I think Woodduck's explanation in the first page touches on the right point. Opera's defining trait is the way its music is designed to accompany and be listened to as drama. Just like the music in a song can be used in order to present elements of the lyrics in a manner that works to the composer's aims, the same is true of the music in an opera as it relates to the play. Which is in command depends on your definition of command, but the short answer is that it's a mixed medium, and neither the libretto nor the music alone are really representative of the final work as it was intended by the composer. It's also him who decides how the music is used, so, in that sense, he's the one responsible for choosing the approach employed in order to relate the music to the libretto.

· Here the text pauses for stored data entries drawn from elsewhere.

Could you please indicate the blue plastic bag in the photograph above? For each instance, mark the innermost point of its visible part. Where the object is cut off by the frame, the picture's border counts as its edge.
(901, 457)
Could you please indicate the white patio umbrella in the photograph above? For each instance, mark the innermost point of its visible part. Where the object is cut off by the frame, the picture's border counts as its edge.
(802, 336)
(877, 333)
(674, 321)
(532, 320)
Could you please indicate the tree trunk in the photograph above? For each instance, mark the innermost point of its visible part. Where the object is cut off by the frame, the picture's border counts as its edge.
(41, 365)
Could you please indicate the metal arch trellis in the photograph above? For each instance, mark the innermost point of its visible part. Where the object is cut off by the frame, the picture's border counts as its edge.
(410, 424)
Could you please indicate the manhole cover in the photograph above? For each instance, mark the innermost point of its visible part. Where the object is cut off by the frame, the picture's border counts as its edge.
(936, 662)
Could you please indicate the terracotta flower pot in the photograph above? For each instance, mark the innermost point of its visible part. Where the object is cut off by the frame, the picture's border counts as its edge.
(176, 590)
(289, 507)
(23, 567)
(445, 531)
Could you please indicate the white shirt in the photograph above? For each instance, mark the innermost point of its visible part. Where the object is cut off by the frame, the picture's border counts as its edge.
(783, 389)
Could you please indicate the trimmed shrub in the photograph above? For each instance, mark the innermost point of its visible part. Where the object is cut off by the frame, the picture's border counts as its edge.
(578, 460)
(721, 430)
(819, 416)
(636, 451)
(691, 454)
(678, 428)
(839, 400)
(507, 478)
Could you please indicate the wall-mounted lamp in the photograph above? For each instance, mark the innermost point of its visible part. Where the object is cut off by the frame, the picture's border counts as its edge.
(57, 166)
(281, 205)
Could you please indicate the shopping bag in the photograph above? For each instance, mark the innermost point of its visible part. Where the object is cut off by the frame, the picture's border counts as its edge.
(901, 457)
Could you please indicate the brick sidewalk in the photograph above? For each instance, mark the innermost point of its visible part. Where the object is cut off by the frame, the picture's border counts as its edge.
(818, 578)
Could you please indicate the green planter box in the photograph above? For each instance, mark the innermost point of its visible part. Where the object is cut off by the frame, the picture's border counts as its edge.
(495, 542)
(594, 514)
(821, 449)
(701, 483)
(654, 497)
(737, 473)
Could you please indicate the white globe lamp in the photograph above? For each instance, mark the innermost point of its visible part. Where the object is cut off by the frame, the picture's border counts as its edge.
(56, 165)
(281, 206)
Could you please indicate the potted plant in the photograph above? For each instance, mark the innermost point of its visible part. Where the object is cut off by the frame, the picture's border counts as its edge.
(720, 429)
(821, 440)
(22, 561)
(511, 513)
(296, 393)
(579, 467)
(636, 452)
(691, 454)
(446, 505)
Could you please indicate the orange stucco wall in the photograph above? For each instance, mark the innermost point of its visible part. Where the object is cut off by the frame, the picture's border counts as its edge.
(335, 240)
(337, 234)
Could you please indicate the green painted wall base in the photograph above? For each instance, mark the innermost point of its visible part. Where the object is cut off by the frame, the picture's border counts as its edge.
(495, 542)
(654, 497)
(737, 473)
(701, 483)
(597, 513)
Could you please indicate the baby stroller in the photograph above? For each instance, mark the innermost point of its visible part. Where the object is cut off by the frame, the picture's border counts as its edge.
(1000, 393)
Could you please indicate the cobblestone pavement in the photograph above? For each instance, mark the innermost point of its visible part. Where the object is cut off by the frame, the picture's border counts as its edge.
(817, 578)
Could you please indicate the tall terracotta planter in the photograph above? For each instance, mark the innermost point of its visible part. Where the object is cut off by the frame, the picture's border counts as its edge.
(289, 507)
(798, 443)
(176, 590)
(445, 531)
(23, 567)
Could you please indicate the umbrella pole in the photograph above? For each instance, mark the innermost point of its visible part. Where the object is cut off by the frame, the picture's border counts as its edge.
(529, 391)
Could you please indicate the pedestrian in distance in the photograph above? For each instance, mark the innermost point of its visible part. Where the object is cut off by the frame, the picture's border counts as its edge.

Like Woodduck mentioned, there are several techniques and styles of presentation that have different aims and reflect different ideas of how music can better be used in the genre of musical drama. Everyone reacts to each of these ideas in a different way. R3PL4Y, for instance, enjoys Wagner's approach as it is applied by him when he is in possession of the libretto. In my case, I would lose a lot if I did not know the meaning of the words, but I would still be able to appreciate it in a purely musical level. Anyway, if you are having trouble in general with the appreciation of opera, my recommendations are: always use the libretto, and do not try to listen to it as "pure music", but rather as musical drama. That's how opera, or at least most opera, is supposed to be listened to. It's possible that you can be affected by certain approaches of presentation, but that others may sound inadequate to your personal aesthetics. If you do not listen to the works as they are intended to be listened to, however, you may never find out. Regarding academic resources, a book on the topic I have come to find elucidating is Joseph Kerman's Opera as Drama, but others may have different recommendations that may better match your needs.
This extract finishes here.